Colegas, Amigos, Senhores Convidados,

A FENPROF não ficará de braços cruzados a aguardar a decisão final do Governo. Pelo contrário, dinamizará a recolha de assinaturas no abaixo-assinado que será entregue no ME depois da reunião em que participaremos, continuará a dinamizar a tomada de posições pelas escolas, não desistirá de lutar por uma escola que apele à participação de todos, uma escola que seja verdadeiramente democrática. Uma escola que envolva todos e responsabilize, em cada momento, os que reúnem melhores condições para responderem positivamente aos múltiplos desafios do ensino, da educação e da formação dos portugueses. Mas, e essa é das maiores preocupações que temos, por ser nossa convicção que só uma escola democrática educa para a democracia.
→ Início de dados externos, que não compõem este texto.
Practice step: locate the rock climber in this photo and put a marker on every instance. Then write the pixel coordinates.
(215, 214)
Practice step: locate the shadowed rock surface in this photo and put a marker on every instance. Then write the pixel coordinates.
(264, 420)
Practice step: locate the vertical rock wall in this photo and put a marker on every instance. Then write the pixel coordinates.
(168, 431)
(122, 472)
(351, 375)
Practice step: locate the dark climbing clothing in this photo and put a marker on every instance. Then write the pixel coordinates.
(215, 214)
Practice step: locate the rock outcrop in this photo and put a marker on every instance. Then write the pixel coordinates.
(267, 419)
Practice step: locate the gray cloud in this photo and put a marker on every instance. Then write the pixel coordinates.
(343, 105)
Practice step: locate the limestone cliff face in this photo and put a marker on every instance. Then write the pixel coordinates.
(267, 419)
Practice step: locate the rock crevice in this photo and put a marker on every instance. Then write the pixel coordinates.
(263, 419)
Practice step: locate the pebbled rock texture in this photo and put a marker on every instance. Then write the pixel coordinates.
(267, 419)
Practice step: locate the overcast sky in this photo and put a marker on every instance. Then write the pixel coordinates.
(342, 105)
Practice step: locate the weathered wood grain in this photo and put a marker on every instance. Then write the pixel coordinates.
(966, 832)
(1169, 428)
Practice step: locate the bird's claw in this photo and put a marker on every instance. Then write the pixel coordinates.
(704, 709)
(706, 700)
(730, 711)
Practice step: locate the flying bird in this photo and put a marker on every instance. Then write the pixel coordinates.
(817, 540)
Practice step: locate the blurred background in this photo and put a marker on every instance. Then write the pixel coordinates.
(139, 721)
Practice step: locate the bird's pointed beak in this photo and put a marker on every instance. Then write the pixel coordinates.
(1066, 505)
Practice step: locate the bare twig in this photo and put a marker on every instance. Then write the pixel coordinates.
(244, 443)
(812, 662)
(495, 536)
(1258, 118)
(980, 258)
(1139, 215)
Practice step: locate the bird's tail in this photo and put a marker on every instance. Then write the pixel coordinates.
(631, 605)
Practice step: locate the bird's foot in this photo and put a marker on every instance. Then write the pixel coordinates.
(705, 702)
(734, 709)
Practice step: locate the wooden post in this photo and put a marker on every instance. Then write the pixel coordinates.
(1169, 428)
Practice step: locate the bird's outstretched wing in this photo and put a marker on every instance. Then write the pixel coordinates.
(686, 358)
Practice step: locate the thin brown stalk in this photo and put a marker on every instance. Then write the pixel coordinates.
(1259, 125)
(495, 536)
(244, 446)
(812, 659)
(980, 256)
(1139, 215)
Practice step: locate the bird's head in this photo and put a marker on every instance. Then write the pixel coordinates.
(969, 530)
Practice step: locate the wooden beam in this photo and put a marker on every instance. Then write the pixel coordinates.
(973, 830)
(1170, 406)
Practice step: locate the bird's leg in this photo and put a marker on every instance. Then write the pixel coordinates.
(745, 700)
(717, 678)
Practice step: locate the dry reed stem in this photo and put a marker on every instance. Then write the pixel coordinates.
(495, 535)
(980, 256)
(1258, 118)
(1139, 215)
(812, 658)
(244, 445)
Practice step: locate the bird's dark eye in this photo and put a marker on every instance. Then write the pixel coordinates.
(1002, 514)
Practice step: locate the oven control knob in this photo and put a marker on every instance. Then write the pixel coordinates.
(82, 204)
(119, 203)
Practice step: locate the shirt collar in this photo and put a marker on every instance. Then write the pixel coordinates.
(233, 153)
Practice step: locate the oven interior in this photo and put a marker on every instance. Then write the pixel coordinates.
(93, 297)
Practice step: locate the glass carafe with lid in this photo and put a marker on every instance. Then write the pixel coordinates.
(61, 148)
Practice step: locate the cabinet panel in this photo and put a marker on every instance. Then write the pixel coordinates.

E a democracia, sabemos todos, é um bem essencial que Abril devolveu à nossa sociedade e, por isso, estamos decididos a defendê-la sem olhar a custos.

Um agradecimento aos nossos convidados por estarem aqui e contribuírem para a nossa reflexão, um Abraço a todos os colegas e amigos presentes e o desejo que deste seminário saiam reforçadas e ainda melhor sustentadas as nossas opiniões sobre matéria tão estruturante do nosso sistema educativo.